My general assumption is that 80%+ of people have ambigious complicated morals. Only a few 'extremists' are really going to stand out as having a definite ideology. Rorschach is definately an 'extremist' and since he isn't an extremist about 'maintaining the balance', I think we have to throw out neutrality as a likely candidate.

Am I chaotic only in as much as I stubbornly maintain that I can, for myself, adequately judge whether I am adhering to that code? Am I only lawful if I allow others' interpretations of that code and my actions to help determine whether I am in accordance with it? I am still chaotic if I maintain that I am the final judge of my adherence but admit to my shortcomings when they are pointed out by others?

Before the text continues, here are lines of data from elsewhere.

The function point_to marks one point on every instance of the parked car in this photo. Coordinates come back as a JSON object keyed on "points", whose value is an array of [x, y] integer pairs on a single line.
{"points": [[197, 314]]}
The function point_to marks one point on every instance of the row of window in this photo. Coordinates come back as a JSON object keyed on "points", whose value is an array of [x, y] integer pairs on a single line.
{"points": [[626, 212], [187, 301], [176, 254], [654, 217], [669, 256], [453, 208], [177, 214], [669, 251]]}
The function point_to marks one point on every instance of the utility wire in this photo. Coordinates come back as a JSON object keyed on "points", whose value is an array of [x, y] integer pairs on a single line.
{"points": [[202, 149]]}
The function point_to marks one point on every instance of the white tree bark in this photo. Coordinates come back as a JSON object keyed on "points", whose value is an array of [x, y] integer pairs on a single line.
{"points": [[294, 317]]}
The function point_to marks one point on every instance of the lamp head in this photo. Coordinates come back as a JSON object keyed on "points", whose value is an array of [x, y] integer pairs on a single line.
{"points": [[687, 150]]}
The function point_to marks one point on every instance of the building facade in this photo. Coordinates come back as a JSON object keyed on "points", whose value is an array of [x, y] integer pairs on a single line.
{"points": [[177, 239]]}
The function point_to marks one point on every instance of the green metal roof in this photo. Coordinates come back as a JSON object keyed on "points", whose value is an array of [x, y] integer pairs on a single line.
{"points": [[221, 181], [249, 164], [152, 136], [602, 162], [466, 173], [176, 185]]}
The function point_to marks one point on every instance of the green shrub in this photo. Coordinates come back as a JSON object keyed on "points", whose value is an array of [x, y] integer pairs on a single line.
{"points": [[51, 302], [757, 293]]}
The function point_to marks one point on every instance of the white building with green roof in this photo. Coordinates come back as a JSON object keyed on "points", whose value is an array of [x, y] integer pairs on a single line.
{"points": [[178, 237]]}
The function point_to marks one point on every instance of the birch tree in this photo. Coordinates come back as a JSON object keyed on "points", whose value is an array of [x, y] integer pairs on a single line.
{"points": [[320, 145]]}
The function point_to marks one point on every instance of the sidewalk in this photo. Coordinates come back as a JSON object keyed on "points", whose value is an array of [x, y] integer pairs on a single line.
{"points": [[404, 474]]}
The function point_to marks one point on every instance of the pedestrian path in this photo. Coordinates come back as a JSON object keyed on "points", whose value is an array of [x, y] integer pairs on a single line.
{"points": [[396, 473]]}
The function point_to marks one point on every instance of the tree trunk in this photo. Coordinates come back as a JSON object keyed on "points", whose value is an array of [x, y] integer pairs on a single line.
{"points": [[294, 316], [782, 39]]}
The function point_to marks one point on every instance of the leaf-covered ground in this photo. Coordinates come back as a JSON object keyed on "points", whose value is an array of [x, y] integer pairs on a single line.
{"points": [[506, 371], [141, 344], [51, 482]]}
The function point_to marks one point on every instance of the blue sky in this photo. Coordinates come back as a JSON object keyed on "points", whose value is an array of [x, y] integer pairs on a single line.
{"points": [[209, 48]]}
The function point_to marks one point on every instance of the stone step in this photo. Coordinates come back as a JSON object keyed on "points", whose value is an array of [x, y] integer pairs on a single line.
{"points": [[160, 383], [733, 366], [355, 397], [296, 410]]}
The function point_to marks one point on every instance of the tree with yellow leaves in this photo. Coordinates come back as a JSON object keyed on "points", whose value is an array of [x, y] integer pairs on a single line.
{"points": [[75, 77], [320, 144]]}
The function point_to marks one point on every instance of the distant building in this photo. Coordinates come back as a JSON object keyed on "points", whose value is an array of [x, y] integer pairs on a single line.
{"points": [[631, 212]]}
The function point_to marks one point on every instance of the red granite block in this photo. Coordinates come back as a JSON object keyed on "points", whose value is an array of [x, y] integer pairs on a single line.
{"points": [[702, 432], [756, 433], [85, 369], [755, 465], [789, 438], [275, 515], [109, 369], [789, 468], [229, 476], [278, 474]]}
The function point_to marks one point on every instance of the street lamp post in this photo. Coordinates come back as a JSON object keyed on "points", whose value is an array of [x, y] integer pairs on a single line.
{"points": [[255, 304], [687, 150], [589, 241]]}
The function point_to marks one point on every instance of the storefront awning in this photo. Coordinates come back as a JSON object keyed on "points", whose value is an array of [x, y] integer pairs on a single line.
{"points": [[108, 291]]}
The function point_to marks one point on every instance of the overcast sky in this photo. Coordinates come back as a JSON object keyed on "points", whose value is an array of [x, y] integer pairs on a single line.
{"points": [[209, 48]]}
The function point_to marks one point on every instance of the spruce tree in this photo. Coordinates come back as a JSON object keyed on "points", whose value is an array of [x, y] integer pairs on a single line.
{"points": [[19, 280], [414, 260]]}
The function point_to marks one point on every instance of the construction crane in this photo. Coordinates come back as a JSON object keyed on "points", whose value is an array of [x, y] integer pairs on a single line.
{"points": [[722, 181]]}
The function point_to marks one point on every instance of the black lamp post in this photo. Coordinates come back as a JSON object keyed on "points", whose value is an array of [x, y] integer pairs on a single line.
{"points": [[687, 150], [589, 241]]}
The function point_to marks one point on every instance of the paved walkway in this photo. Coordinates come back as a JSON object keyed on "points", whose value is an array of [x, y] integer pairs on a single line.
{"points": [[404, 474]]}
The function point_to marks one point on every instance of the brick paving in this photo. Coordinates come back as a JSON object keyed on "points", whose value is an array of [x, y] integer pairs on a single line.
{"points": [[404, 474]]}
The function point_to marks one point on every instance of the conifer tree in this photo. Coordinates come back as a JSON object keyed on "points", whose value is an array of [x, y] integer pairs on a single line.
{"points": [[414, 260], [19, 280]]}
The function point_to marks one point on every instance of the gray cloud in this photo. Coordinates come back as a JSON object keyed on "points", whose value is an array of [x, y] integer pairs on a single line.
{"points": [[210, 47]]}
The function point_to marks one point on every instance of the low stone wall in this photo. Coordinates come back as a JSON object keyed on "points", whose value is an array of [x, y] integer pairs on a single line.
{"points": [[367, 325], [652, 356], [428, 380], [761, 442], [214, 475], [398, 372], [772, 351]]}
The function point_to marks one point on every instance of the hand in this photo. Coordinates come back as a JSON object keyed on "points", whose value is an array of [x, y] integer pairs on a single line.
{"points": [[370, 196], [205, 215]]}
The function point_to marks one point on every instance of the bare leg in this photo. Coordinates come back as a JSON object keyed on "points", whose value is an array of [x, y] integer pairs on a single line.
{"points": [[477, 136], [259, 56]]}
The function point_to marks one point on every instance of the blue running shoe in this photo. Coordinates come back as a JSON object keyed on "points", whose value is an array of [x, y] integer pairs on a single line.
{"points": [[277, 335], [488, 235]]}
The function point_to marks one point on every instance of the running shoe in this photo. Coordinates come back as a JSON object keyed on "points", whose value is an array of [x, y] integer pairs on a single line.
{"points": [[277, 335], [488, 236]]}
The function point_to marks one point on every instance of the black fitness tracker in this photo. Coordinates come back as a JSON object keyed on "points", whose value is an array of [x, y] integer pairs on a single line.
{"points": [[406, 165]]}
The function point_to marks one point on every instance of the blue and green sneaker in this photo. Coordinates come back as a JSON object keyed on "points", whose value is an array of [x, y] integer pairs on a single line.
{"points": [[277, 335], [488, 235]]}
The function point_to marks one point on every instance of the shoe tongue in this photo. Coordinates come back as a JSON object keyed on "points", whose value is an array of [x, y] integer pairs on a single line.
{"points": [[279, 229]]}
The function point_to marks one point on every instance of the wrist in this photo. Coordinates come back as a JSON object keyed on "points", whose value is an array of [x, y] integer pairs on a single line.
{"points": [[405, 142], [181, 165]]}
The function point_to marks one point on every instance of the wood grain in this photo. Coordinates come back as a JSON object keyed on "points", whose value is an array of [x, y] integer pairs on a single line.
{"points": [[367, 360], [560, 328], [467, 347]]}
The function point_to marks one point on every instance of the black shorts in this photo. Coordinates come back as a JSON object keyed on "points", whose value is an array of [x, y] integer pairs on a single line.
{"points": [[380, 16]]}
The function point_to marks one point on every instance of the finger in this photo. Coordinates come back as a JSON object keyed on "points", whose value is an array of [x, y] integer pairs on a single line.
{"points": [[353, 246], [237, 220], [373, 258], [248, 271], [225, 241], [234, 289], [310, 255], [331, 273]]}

The lawful would argue thusly, "Suppose everyone was allowed to judge for themselves whether they were adhering to that code? If everyone was there own judge, then each individual could interpret the code differently, and no one could judge whether they had done so rightly or wrongly. In such a situation, there could be no order. In such a situation, no one could say that they have rightful authority, nor could they ever issue a decree with the expectation that it would be obeyed. Such a situation would be indistinguishable from anarchy where everyone made their own laws, and held themselves to be the judge."

I think of this as the Martin Luther question. Was Luther chaotic for maintaining that the church authorities were incorrect in their interpretation of scripture (i.e. he relied on his own instincts/conscience/reason rather than on their judgment) and rebelling against them?

I love how you see the heart of the problem clearly. In some cases, we can only answer the question if we know who was right. If Luther was wrong and the church was right, then clearly he is a rebel and clearly his loyalty lies to his own conscious. But if Luther was right and the church was wrong, then its quite possible that it's Luther's loyalty which is true and pure, and the church is the rebel with a corrupt loyalty to its own self-interest.

My position on Luther is too complicated to go into here in much detail, but I would say that the crux for me are two things. First, that Luther was unwilling to become a martyr, and secondly that judged by his fruit, Luther followers had a spirit of contention, division, and strife we would not expect of Lawful minded people. Finally, it's quite possible that both the Luther and the Church were wrong at some levels. (Lest anyone think I'm being too judgmental here, I should say I'm a Protestant myself. Please don't jump me in defense of your personal beliefs, to which I'm probably quite sympathetic, in this forum.)

Or, was he lawful because he was a firm believer in a objective higher law, and, as a servant of that law, attempted to correct the inconsistency?

I think he certainly saw himself in this way, but we aren't always the best judges of ourself. I think personally, he's was a Chaotic follower of his own consciousness who'd been set off by some very hypocritical (and 'not good') actions on the part of those with lawful authority. There are of course other possibilities, but the evidence we would need to make a definitive statement is invisible too us.